The Dolomites belong to the Alps but their geological oddity was first recorded by a French mineralogist, Déodat de Dolomieu, at the end of the 18th century (hence their name). In dolomitic rock the calcium in the limestone sediment formed by a sea bed somehow incorporates magnesium, with different theories accounting for this geological anomaly.

A lovely walk that doesn't involve cable cars begins at Daunëi (at 1,687m) just outside of Selva – another of the three towns in Val Gardena – and from here it's a gentle ascent to 2,140m and a looped trail that hugs the scree slopes at the bottom of the towers and pinnacles of rock that characterise the Odle massif.

You're in the Puez-Odle nature park and there are views of the Swiss Alps some 50 miles away to the west. A good rifugio on the way back – Italian for ‘shelter' and the name for the mountain huts where travellers crossing the Alps could sleep or find respite from inclement weather – has drinks, food and grand scenery (Rifugio Firenze).

The best recuperation and therapy after treks and climbs is a swimming pool, a sauna and a massage and all three are available at Hotel Adler Dolomiti. There are indoor and outdoor heated pools, a hay-scented sauna and a Finnish sauna with views of the Dolomites.

The spa has a choice of half a dozen different kinds of massages, facial and various beauty treatments and a hair spa.

FACT FILE

:: Fly to Innsbruck or Verona (CityJet and other airlines) for a bus service to Val Gardena (transfertovalgardena.com).

:: Walking is possible throughout the year; the best times being May and June, when Alpine flowers bloom into life, or September and October. The only map needed is No. 05 (Val Gardena) in the Tabacco series, available in any of the three towns (£5). For walking in the Dolomites more generally: Shorter Walks in the Dolomites (Cicerone, £13), Dolomites and eastern South Tyrol (Sunflower, Kindle edition £11). For trekking guides and excursions, see seceda.it. The ski season is from December to Easter.

:: Hundreds of flowering plants can be found in the Dolomites and anyone keen to identify some of them will benefit from A Field Guide to the Flowers of the Alps by Ansgar Hoppe (Pelagic, £20). As it happens, the famed eidelweiss has a blanched appearance and is far from being the most eye-catching, especially when compared to the radiant blue of the gentians.

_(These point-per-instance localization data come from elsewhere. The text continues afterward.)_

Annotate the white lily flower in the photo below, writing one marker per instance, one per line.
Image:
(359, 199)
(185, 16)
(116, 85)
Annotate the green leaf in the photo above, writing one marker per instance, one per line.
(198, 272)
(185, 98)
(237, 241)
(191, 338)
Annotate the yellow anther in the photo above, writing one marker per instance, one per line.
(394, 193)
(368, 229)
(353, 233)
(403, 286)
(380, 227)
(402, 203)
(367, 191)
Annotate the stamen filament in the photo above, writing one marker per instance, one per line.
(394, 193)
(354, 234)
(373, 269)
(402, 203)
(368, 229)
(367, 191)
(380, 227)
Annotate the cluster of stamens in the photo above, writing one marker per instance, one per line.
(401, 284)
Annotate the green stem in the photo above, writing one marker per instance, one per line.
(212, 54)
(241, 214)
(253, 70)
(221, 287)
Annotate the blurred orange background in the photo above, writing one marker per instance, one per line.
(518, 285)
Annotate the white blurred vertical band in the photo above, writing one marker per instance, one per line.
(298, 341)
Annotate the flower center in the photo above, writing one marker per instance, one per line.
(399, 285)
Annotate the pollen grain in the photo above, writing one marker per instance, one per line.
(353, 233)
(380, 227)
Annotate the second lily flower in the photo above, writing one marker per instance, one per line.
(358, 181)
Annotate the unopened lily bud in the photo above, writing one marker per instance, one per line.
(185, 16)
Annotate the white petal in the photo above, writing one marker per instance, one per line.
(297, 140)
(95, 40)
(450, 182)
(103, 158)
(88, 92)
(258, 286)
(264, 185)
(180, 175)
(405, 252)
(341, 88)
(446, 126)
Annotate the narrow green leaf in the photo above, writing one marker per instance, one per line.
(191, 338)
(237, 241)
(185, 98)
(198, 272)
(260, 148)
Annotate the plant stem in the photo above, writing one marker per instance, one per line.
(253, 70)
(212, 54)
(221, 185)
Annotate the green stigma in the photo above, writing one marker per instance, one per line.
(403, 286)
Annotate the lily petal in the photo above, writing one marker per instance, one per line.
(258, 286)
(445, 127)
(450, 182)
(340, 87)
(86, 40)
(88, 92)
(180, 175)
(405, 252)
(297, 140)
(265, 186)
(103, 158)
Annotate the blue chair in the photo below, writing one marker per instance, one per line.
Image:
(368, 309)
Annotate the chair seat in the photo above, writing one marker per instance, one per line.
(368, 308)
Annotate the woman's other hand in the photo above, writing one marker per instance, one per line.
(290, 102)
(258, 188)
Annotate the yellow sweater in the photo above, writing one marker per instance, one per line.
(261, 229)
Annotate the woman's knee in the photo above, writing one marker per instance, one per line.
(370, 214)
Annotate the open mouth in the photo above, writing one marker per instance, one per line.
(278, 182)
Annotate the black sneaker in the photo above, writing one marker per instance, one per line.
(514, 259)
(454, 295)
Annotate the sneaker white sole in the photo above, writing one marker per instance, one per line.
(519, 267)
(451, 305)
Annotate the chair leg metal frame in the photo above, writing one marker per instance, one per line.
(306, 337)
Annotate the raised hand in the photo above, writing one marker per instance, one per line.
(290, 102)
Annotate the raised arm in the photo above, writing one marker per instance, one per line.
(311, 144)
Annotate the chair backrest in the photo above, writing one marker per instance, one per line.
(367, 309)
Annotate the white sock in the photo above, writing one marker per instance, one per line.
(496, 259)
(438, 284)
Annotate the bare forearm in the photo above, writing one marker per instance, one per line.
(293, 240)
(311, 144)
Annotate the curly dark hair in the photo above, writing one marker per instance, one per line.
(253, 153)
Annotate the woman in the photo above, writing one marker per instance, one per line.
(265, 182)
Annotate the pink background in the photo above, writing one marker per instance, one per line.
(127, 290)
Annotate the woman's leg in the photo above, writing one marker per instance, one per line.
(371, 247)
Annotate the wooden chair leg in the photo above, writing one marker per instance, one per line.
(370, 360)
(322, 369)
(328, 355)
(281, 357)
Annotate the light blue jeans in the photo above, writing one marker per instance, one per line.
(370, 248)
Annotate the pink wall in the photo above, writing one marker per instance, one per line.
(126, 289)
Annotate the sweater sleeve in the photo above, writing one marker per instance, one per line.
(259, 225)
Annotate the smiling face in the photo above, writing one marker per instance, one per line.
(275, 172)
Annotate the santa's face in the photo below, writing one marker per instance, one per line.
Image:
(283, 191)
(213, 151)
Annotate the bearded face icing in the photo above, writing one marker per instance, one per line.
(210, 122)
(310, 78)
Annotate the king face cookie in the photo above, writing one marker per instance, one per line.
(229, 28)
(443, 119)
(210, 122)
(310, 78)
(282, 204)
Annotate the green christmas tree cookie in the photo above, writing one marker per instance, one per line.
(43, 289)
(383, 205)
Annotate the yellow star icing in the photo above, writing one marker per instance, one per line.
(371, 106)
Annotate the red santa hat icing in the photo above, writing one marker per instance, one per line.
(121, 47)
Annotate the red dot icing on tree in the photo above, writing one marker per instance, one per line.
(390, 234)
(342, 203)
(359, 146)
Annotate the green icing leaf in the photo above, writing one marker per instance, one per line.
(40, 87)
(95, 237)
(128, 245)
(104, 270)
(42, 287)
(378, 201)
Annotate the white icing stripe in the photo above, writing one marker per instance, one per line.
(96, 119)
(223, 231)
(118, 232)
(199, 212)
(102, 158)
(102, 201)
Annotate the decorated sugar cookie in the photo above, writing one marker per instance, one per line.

:: For information and online booking of accommodation, see val-gardena.com and valgardena.it For the Gardena Card (£44 for three days), with unlimited use of cable cars and lifts, see www.gardenacard.it

:: Hotel Adler Dolomiti (adler-dolomiti.com), in the centre of Ortisei, has inclusive rates covering breakfast, afternoon (late lunch) buffets, 5 to 6-course dinners, daily programmes of guided walks and other activities (bikes and e-bikes freely available). In winter: daily guided walks and snowshoe treks. Daily fitness programmes (yoga, pilates, Nordic walking) are included throughout the year. Winter daily rates from £131 per person; from £372 per person for three days (Thursday to Sunday); from £429 per person for four days (Sunday to Thursday). Electric cars are available for £29 a day and test drives are free.